Add Bernini-R-1.3B MLX (single-expert Wan2.1-1.3B renderer)

131d52a verified about 22 hours ago

3.35 kB

	---
	license: apache-2.0
	library_name: mlx
	pipeline_tag: text-to-video
	tags:
	- mlx
	- text-to-video
	- video-editing
	- video-to-video
	- reference-to-video
	- wan2.1
	- bernini
	base_model: ByteDance/Bernini-R-1.3B-Diffusers
	---

	# Bernini-R-1.3B (MLX)

	Apple MLX port of [ByteDance/Bernini-R-1.3B](https://huggingface.co/ByteDance/Bernini-R-1.3B-Diffusers) —
	the 1.3B tier of ByteDance's Bernini Renderer: a Wan2.1-T2V-1.3B-derived video
	generator/editor with Segment-Aware 3D RoPE for multi-reference / editing tasks.
	The small tier "performs close to the 14B variant on simple tasks such as style transfer,
	subtitle or watermark removal, and local editing."

	Runs on Apple Silicon via [MLX](https://github.com/ml-explore/mlx) + the
	[mlx-video](https://github.com/Blaizzy/mlx-video) Wan backbone.

	> This is the lowest-cost Bernini tier.
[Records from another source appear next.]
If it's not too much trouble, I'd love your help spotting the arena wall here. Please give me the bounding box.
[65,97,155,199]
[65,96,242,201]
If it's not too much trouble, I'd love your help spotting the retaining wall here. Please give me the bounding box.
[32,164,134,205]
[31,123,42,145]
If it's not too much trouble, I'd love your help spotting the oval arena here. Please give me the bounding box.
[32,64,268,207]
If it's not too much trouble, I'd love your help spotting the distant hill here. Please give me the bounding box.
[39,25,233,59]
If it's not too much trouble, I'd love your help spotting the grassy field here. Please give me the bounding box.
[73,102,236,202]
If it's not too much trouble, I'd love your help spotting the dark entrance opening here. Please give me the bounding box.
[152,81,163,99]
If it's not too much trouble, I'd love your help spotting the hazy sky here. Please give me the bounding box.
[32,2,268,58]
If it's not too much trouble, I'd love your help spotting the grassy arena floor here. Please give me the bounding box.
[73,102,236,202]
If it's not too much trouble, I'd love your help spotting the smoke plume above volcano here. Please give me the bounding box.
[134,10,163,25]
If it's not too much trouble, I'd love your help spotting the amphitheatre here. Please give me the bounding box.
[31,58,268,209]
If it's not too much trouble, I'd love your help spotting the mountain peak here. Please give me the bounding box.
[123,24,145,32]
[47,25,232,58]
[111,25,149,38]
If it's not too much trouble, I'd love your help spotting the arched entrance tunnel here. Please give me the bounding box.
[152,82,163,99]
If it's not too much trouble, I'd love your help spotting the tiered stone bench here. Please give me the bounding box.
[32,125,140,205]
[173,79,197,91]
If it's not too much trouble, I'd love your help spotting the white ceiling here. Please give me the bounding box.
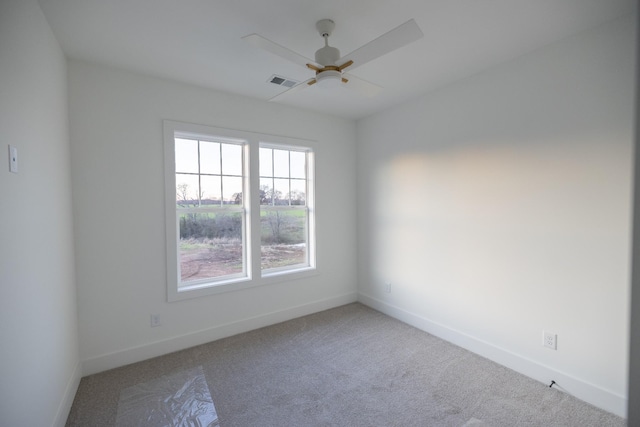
[38,0,634,120]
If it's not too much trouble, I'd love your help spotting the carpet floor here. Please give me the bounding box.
[66,303,625,426]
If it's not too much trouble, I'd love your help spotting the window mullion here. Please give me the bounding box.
[288,151,292,206]
[219,143,223,207]
[197,140,202,207]
[249,139,262,281]
[270,149,275,206]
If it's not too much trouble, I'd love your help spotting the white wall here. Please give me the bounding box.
[357,15,635,417]
[628,8,640,424]
[68,60,358,374]
[0,1,80,426]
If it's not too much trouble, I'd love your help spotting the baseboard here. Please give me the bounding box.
[53,360,82,427]
[358,293,627,418]
[82,292,358,376]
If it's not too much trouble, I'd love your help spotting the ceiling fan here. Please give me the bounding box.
[243,18,423,100]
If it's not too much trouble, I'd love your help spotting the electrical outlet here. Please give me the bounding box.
[150,314,161,327]
[543,331,557,350]
[384,282,391,293]
[8,145,18,173]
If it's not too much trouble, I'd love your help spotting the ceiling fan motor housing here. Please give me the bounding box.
[315,45,340,66]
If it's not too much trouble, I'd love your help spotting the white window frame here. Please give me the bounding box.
[164,120,317,302]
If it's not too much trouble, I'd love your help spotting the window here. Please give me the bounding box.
[164,121,315,301]
[259,145,312,273]
[174,137,247,286]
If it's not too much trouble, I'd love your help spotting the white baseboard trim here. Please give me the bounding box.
[82,293,358,376]
[53,360,82,427]
[358,293,627,418]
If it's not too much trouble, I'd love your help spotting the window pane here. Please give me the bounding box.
[260,178,273,205]
[175,138,199,173]
[261,208,307,270]
[179,212,244,285]
[273,149,289,178]
[290,179,306,206]
[176,174,199,207]
[290,151,306,179]
[222,176,243,204]
[200,175,221,206]
[259,147,273,177]
[221,143,242,176]
[200,141,221,175]
[273,178,289,205]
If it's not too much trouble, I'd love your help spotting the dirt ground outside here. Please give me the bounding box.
[180,238,306,282]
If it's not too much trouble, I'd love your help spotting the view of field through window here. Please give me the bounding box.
[174,138,309,286]
[259,146,309,271]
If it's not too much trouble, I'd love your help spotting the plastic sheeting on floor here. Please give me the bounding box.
[115,365,219,427]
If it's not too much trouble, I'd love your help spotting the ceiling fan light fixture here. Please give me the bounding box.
[316,70,342,89]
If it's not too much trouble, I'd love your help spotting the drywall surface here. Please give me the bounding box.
[0,1,80,426]
[357,15,634,417]
[628,8,640,424]
[68,60,358,374]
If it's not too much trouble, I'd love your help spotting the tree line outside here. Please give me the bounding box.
[177,184,305,243]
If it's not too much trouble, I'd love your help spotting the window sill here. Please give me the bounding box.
[260,266,318,286]
[168,268,319,302]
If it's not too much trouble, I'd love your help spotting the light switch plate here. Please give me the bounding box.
[9,145,18,173]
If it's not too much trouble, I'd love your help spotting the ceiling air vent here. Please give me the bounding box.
[268,75,298,88]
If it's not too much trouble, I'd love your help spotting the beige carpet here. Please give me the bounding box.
[66,303,625,426]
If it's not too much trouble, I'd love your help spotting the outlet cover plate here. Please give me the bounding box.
[150,314,161,327]
[543,331,557,350]
[9,145,18,173]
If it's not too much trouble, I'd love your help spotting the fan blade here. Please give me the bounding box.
[269,78,316,102]
[337,19,423,72]
[342,74,383,97]
[243,34,320,69]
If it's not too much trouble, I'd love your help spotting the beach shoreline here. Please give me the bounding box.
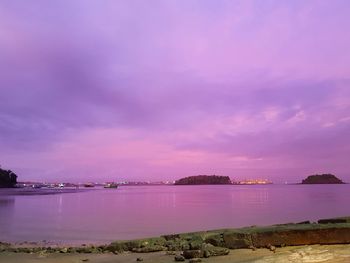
[1,244,350,263]
[1,216,350,262]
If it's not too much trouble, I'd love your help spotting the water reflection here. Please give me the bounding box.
[0,197,15,237]
[232,187,269,205]
[306,186,340,202]
[0,197,15,207]
[0,185,349,243]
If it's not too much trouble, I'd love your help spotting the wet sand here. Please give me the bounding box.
[1,244,350,263]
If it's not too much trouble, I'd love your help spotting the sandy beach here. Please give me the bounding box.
[2,217,350,263]
[1,244,350,263]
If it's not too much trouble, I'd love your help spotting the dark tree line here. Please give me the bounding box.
[0,167,18,188]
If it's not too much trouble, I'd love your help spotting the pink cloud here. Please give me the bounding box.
[0,1,350,183]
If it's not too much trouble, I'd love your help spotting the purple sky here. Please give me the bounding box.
[1,1,350,183]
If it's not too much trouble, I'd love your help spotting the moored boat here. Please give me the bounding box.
[104,182,118,189]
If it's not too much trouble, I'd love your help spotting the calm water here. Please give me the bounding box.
[1,184,350,244]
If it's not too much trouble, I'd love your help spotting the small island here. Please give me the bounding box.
[0,166,18,188]
[175,175,231,185]
[301,174,344,184]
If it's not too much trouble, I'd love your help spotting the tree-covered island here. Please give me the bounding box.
[175,175,231,185]
[301,174,344,184]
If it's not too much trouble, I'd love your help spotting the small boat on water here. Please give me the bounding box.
[84,183,95,188]
[104,182,118,189]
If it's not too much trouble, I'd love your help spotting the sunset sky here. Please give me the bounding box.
[0,1,349,183]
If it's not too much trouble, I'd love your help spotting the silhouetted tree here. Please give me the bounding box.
[0,167,18,188]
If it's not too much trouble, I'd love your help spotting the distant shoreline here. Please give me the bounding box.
[1,183,349,196]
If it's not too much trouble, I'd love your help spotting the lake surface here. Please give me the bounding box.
[1,184,350,244]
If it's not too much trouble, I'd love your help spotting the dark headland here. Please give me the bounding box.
[301,174,345,184]
[0,167,17,188]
For the higher-quality A14B renderer see
	> [`mlx-community/Bernini-R-bf16`](https://huggingface.co/mlx-community/Bernini-R-bf16) /
	> [`-int4`](https://huggingface.co/mlx-community/Bernini-R-int4).

	## ⚠️ Scope: renderer only

	Only the Renderer ("-R") is open-sourced upstream. The MLLM semantic planner (the
	paper's headline "latent semantic planning", a Qwen2.5-VL-7B model) is not released.
	This port therefore runs with UMT5 text conditioning only — the planner-feature
	channel is absent (and carries no weights in the released checkpoint).

	## Architecture

	\| \| \|
	\|---\|---\|
	\| Backbone \| Wan2.1-T2V-1.3B, single expert (30L · dim 1536 · 12H · ffn 8960) \|
	\| Experts \| one (`skip_transformer_2: true`, `switch_dit_boundary: 0`) \|
	\| VAE \| 16-ch `AutoencoderKLWan` (stock Wan2.1) \|
	\| Text encoder \| UMT5-xxl \|
	\| Bernini knobs \| `shift 3.0`, `use_src_id_rotary_emb` (SA-3D RoPE — no extra parameters) \|

	Differs from the A14B port only by config: a single 1.3B expert instead of the
	high/low-noise A14B pair. There is no expert-boundary switch.

	## Tasks

	\| Task \| Description \|
	\|---\|---\|
	\| `t2v` / `t2i` \| text-to-video / image \|
	\| `r2v` \| reference-to-video — generate a subject from up to K reference images (chained APG) \|
	\| `v2v` \| prompt-based video editing (source video injected as conditioning) \|
	\| `rv2v` \| reference + video editing \|

	## Variants

	\| Repo \| Precision \| Transformer \| + shared \|
	\|---\|---\|---\|---\|
	\| `…-1.3B-bf16` \| bfloat16 \| 2.6 GB \| VAE 0.5 GB · UMT5 10.6 GB \|
	\| `…-1.3B-int4` \| 4-bit (group 64) \| 0.8 GB \| VAE 0.5 GB · UMT5 10.6 GB \|

	## Provenance & validation

	- Architecture: stock Wan2.1-T2V-1.3B (verified — diffusers `WanTransformer3DModel`
	keys, no extra tensors; matches `mlx-video` `wan21_t2v_1_3b` exactly: 30L/1536/12H/8960).
	Bernini knobs (`switch_dit_boundary 0`, `shift 3.0`, `use_src_id_rotary_emb`) live in
	the wrapper config; SA-3D RoPE adds no parameters.
	- Converted fp32 → bf16 from `ByteDance/Bernini-R-1.3B-Diffusers`; VAE/UMT5 are the shared
	stock Wan2.1 components (byte-identical to the A14B port).
	- Validated on the CPU stream: key contract bijective (825 file tensors = model params
	minus the derived `freqs` rope buffer); bf16 forward cosine 0.999983 vs source fp32;
	int4 per-pass cosine 0.9943 vs bf16 (group 64, ≥0.99 gate).

	## License & attribution

	Apache-2.0. Derived from ByteDance Bernini-R, Wan2.1 (Wan-AI), and mlx-video. See `NOTICE`.